Detailed mathematical approach

Problem Summary

This problem defines an integer sequence \(f(n)\) coming from the comfortable-distance construction and asks for the large prefix sum

$S(n)=\sum_{k=1}^{n} f(k),$

with the final result reported modulo \(10^8\). The implementations target values as large as \(n=10^{12}\), so a direct simulation of every term is completely impractical. The checkpoints built into the solution are

$f(1)=1,\qquad f(15)=9,\qquad f(20)=6,\qquad f(500)=16,$

and

$S(20)=83,\qquad S(500)=13343.$

The key observation is that the sequence is not generated term by term. Instead, it is organized into self-similar blocks on dyadic intervals, and each large block can be reduced to a smaller one plus three explicit arithmetic segments.

Mathematical Approach

For each \(k \ge 0\), define the block

$B_k=\bigl(f(2^k+1),f(2^k+2),\ldots,f(2^{k+1})\bigr),$

so \(|B_k|=2^k\). Also define the power-of-two prefix and the internal block prefix by

$P_k=\sum_{n=1}^{2^k} f(n),\qquad G_k(m)=\sum_{j=1}^{m} B_k(j),\qquad G_k(0)=0.$

Step 1: Seed Blocks and Notation

The first five blocks are stored explicitly:

$B_0=(2),\qquad B_1=(2,4),$

$B_2=(3,6,2,6),\qquad B_3=(3,8,2,6,2,4,9,4),$

$B_4=(3,8,2,6,2,4,10,4,2,4,6,8,15,6,5,4).$

Together with \(f(1)=1\), these values determine all small checkpoints.
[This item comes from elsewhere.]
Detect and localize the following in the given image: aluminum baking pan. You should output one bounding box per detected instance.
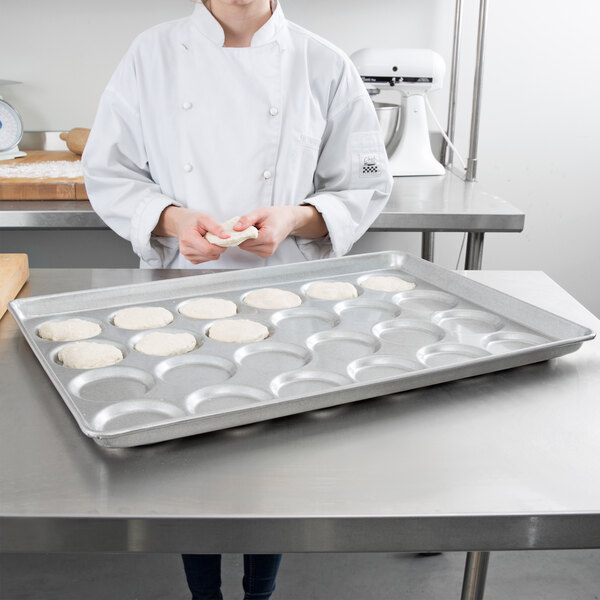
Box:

They also serve as the exact base of the recursion, so no approximation is introduced anywhere.

Step 2: Large Blocks Split into Four Deterministic Pieces

For \(k \ge 5\), set

$r=2^{k-3}.$

Then \(|B_k|=2^k=8r\), and the block decomposes into four consecutive pieces:

$\text{Part I: } B_k(1),\ldots,B_k(3r)=B_{k-1}(1),\ldots,B_{k-1}(3r),$

$\text{Part II: } 4r+2,\ 2r,\ 2r-2,\ \ldots,\ 4,$

$\text{Part III: } 2,\ 4,\ 6,\ \ldots,\ 4r,$

$\text{Part IV: } 6r+3,\ 2r+2,\ 2r+1,\ \ldots,\ 4.$

So the first \(3r\) values are copied from the first three quarters of the previous block, while the remaining \(5r\) values are generated by closed arithmetic rules. This is the structural reason the problem becomes logarithmic rather than linear.
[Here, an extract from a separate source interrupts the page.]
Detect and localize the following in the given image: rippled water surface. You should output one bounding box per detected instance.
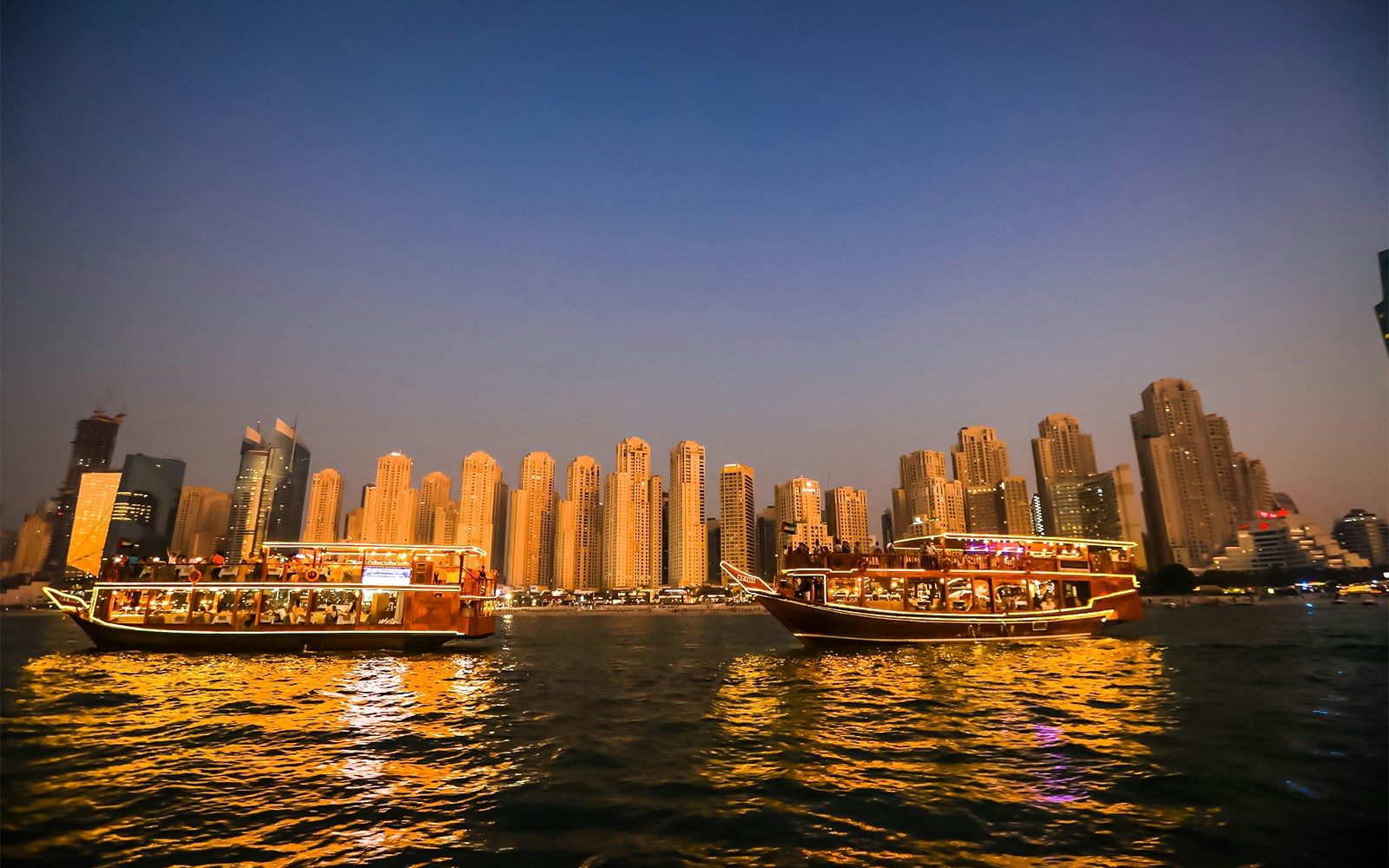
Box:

Step 3: Closed Forms for the Three New Pieces

Let the prefix sums of Parts II, III, and IV be denoted by \(A(r,m)\), \(E(m)\), and \(U(r,m)\).
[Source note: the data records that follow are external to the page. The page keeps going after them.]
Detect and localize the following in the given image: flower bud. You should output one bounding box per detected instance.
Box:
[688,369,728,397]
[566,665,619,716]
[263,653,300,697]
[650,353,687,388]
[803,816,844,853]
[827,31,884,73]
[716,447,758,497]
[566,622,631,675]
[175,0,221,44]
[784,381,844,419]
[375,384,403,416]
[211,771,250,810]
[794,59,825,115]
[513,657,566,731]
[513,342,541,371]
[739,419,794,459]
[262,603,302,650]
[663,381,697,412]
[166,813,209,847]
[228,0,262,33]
For Part II, with \(1 \le m \le r\),

$A(r,m)=4r+2+(m-1)(2r-m+2),$

and the full segment sum is

$\Sigma_A(r)=A(r,r)=r(r+5).$

For Part III, with \(1 \le m \le 2r\),

$E(m)=m(m+1),$

because the segment is simply \(2,4,6,\ldots,2m\). Its full sum is

$\Sigma_E(r)=E(2r)=4r^2+2r.$

For Part IV, with \(1 \le m \le 2r\),

$U(r,m)=6r+3+\frac{(m-1)(4r-m+6)}{2},$

and the full segment sum is

$\Sigma_U(r)=U(r,2r)=2r^2+11r.$

If \(Q_k\) denotes the sum of the first three quarters of \(B_k\), then

$Q_k=Q_{k-1}+\Sigma_A(r)+\Sigma_E(r)=Q_{k-1}+5r^2+7r,$

and the whole block sum is

$\Sigma_k=Q_k+\Sigma_U(r).$

Step 4: Prefix Sums Reduce to One Block Query

Write any \(n \ge 1\) in the form

$n=2^k+t,\qquad 0 \le t \le 2^k.$

Then

$S(n)=P_k+G_k(t).$

For \(k \le 4\), \(G_k(t)\) is read directly from the stored seed-block prefixes. For \(k \ge 5\), the block prefix is piecewise:

$G_k(t)= \begin{cases} 0, & t=0,\\ G_{k-1}(t), & 1 \le t \le 3r,\\ Q_{k-1}+A(r,t-3r), & 3r \lt t \le 4r,\\ Q_{k-1}+\Sigma_A(r)+E(t-4r), & 4r \lt t \le 6r,\\ Q_{k-1}+\Sigma_A(r)+\Sigma_E(r)+U(r,t-6r), & 6r \lt t \le 8r. \end{cases}$

Only the first case makes a recursive descent, and each descent lowers the block index by one. That is why the query depth is \(O(\log n)\).

Step 5: Worked Example

The first nontrivial large block is \(B_5\), where \(r=2^{5-3}=4\). The first \(12\) entries are copied from the first \(12\) entries of \(B_4\):

$3,8,2,6,2,4,10,4,2,4,6,8.$

The three analytic pieces are then

$18,8,6,4,$

$2,4,6,8,10,12,14,16,$

and

$27,10,9,8,7,6,5,4.$

Hence

$B_5=(3,8,2,6,2,4,10,4,2,4,6,8,18,8,6,4,2,4,6,8,10,12,14,16,27,10,9,8,7,6,5,4).$

As a quick prefix check,

$P_4=1+2+6+17+38=64,$

and since \(20=16+4\),

$S(20)=P_4+G_4(4)=64+(3+8+2+6)=83,$

which matches the required checkpoint.

How the Code Works

The C++, Python, and Java implementations all follow the same plan. They store the five seed blocks, build prefix tables for those exact values, and then precompute for each higher level three quantities: the sum of the whole block, the sum of the first three quarters of the block, and the prefix sum up to the next power of two.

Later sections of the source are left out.